As Gensler says in page 2 of his book, “Untrained logical intuitions are often unreliable.” Even if you didn’t make a mistake with this mini-quiz I gave, learning logic is highly recommended. There just isn’t enough logic happening among theists and even among some atheists. Gensler’s Introduction to Logic is in many ways an excellent book (e.g. in its comprehensiveness, covering inductive logic and paraconsistent logic), but has the disadvantage of giving less standard names to the rules of propositional logic when it introduces those rules; something similar could be said for quantificational logic (it calls “universal instantiation” “drop universal”). Daniel Bonevac’s Deduction: Introductory Symbolic Logic at least mentions the traditional named rules like modus ponens and includes material on counterfactual logic, but overall it is less comprehensive and less readable than Gensler’s Introduction To Logic. Given a choice I’d pick Gensler’s while looking up the traditional names of those logic rules.
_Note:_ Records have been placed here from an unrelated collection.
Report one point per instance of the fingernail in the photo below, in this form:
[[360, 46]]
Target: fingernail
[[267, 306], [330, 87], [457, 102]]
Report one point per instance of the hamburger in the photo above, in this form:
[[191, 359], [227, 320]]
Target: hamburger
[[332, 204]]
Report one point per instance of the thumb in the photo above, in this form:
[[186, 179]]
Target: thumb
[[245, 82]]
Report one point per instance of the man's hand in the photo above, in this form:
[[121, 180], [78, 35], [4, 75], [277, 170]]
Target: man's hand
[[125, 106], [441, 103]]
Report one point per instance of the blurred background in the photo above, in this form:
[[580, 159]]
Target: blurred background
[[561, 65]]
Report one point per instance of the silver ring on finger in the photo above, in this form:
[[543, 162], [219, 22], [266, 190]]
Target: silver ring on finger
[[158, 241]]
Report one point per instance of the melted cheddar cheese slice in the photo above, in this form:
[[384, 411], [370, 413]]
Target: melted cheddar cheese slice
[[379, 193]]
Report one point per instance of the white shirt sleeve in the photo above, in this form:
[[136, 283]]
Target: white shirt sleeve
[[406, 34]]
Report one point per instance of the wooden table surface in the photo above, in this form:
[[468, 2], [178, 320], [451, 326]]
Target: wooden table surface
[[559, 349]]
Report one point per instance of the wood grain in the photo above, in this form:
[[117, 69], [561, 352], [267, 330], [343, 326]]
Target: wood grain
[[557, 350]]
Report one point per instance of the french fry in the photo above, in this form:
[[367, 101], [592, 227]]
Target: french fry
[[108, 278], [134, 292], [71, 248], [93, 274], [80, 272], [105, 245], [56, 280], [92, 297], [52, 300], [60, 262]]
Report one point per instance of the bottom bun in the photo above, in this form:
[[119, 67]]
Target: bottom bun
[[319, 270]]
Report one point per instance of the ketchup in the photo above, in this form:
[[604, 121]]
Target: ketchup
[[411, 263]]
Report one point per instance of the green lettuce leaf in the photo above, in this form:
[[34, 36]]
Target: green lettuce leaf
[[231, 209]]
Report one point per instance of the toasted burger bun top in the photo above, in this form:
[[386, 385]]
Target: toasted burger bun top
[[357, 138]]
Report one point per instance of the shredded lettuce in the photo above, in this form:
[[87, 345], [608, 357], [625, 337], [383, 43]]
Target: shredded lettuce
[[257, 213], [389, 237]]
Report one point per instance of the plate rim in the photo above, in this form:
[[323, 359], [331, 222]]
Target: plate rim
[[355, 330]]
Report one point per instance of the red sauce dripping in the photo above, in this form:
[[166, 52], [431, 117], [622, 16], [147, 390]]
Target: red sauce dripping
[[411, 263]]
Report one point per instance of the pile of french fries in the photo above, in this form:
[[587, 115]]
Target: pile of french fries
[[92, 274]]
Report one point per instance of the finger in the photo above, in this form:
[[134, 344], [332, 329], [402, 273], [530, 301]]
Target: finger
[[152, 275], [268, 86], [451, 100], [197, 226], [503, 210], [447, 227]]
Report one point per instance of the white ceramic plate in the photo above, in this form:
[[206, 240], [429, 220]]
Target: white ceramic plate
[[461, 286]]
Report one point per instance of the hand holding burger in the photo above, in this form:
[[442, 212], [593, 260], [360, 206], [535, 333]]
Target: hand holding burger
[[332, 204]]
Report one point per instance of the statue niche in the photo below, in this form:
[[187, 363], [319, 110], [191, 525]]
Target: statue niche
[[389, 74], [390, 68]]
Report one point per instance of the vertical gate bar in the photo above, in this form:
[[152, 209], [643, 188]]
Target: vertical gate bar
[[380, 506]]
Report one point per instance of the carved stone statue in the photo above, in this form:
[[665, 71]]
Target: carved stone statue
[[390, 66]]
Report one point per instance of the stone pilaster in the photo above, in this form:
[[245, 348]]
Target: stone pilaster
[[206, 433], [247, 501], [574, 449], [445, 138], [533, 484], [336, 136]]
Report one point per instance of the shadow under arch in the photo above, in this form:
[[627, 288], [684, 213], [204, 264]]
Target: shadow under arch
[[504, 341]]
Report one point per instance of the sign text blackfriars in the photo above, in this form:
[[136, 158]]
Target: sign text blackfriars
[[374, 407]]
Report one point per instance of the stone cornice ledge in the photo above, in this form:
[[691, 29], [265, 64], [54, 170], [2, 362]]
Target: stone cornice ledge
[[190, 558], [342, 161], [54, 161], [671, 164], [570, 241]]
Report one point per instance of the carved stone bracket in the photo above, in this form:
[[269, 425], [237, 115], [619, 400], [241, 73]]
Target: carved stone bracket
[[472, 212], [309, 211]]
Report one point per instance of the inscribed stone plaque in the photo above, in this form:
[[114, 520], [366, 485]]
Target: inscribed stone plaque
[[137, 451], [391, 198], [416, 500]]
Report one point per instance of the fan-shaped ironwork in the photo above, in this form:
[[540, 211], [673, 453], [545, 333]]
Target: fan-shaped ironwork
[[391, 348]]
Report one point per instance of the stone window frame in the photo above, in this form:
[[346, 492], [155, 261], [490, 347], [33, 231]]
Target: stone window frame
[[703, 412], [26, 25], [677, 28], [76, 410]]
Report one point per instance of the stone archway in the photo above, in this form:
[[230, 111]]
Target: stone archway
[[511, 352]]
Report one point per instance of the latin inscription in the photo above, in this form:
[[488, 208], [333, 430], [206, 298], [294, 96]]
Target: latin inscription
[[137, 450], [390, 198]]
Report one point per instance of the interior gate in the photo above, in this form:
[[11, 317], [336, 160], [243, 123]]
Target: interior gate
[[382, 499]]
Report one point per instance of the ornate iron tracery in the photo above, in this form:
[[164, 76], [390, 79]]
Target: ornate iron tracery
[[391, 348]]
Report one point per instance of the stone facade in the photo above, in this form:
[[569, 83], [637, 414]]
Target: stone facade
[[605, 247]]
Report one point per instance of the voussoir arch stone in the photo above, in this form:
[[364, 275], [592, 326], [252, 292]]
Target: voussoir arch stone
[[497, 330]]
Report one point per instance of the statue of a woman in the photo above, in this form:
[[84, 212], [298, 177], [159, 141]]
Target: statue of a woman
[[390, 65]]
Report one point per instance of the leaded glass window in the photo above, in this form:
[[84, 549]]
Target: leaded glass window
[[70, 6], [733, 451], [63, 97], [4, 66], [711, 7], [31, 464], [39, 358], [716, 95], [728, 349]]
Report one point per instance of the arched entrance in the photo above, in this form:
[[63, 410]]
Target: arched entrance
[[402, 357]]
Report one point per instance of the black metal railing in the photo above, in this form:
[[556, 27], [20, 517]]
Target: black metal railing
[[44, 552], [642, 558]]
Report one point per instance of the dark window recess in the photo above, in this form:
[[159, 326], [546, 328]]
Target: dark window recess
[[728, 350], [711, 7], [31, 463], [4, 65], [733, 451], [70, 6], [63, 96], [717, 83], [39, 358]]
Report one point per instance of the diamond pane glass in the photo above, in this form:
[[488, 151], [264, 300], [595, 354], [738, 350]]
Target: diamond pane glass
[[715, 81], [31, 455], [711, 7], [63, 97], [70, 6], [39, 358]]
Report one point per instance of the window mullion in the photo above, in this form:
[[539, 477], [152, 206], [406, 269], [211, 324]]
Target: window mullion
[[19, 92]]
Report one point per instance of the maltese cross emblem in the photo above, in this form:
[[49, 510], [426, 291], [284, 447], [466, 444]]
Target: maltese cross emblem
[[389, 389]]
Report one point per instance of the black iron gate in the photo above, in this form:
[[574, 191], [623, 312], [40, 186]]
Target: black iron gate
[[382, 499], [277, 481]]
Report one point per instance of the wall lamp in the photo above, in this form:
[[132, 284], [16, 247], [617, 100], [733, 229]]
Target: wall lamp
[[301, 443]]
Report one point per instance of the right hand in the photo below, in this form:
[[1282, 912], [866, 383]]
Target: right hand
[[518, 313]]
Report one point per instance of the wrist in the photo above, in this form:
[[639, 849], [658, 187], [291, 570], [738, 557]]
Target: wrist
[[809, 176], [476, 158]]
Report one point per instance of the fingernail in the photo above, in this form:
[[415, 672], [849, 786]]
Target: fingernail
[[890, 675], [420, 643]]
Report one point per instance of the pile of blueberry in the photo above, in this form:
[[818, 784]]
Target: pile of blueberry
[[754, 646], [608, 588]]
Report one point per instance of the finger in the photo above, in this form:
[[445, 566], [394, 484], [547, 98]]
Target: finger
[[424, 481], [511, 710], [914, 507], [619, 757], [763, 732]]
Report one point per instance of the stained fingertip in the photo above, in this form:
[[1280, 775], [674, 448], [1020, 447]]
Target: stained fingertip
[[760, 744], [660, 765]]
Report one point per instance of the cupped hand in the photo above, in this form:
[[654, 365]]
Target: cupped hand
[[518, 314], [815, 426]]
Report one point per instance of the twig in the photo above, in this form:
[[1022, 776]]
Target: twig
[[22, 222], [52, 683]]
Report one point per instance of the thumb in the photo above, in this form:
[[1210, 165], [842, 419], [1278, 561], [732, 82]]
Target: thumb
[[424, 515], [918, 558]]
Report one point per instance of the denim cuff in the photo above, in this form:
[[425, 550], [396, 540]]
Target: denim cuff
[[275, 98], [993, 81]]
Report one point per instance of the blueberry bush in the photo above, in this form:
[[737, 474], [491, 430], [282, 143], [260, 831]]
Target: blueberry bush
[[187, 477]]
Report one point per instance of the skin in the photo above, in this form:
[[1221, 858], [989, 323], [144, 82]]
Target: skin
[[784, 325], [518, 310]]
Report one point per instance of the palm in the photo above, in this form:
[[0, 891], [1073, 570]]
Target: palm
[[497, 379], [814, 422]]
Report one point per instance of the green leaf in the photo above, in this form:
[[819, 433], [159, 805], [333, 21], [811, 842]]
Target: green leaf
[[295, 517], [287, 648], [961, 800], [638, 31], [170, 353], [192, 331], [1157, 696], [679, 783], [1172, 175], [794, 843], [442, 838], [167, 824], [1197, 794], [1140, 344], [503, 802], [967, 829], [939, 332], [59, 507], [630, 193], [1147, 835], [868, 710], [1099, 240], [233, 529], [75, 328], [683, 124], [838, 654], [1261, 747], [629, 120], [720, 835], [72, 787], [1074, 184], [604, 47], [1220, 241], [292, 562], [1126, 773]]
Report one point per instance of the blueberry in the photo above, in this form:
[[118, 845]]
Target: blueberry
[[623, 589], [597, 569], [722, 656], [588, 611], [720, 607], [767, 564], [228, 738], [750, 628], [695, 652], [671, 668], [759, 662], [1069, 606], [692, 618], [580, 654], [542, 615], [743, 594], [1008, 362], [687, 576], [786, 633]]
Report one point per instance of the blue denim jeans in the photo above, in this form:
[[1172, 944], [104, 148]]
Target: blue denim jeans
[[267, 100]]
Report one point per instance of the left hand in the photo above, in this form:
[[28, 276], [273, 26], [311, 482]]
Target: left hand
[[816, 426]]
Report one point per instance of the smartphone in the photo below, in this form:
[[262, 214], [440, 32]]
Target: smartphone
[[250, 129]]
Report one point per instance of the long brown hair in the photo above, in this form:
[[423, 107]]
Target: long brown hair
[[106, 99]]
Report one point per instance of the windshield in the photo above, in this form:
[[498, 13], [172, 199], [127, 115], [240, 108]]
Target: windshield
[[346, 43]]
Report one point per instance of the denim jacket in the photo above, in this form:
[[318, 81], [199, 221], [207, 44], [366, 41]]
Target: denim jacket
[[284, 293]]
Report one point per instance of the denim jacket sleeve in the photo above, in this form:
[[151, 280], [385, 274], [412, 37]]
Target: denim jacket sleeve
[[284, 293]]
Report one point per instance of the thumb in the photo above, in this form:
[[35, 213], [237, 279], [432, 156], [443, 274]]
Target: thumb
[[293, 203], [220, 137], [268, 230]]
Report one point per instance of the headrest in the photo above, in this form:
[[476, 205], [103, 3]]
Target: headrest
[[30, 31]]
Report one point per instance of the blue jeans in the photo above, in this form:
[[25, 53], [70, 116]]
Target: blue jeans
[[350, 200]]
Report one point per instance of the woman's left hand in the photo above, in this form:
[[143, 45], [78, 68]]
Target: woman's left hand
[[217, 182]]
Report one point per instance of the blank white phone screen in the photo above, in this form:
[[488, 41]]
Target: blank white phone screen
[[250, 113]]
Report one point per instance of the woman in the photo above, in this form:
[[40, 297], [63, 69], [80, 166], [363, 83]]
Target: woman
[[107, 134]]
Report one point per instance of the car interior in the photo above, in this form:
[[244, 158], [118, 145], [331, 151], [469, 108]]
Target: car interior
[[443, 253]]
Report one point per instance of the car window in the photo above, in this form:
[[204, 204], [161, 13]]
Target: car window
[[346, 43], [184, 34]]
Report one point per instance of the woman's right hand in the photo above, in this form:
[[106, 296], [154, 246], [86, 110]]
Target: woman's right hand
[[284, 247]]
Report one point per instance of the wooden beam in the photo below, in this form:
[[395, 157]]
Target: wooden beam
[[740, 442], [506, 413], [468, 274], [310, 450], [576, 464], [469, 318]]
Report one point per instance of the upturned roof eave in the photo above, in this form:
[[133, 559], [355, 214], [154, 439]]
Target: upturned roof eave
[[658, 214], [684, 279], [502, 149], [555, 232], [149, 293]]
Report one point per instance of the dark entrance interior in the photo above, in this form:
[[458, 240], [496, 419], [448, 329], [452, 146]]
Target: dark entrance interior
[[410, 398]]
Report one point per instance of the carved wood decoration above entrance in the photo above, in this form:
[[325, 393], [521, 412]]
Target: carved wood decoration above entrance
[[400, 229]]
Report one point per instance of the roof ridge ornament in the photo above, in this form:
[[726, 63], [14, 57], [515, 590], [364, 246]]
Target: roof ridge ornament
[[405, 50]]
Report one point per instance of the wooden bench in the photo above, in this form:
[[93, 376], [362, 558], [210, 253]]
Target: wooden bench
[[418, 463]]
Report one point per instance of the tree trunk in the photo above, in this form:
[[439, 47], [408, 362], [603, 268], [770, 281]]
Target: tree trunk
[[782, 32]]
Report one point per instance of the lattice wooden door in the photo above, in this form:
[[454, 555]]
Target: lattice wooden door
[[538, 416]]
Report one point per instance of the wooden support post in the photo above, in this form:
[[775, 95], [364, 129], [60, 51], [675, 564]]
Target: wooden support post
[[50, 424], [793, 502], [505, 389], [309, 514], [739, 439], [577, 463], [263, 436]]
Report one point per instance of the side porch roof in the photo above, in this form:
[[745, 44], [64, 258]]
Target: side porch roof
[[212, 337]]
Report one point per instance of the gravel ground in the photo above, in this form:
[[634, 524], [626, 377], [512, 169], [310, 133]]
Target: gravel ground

If you don’t want to buy a book on logic (though I think reading books is highly recommended for both atheists and theists) there’s Stefan Waner and Steven R. Costenoble’s introduction to logic on the web. In any case, logic is important and I advise all readers to learn it. If it were up to me, logic would be part of K-12 standard education. The world could certainly use more of it.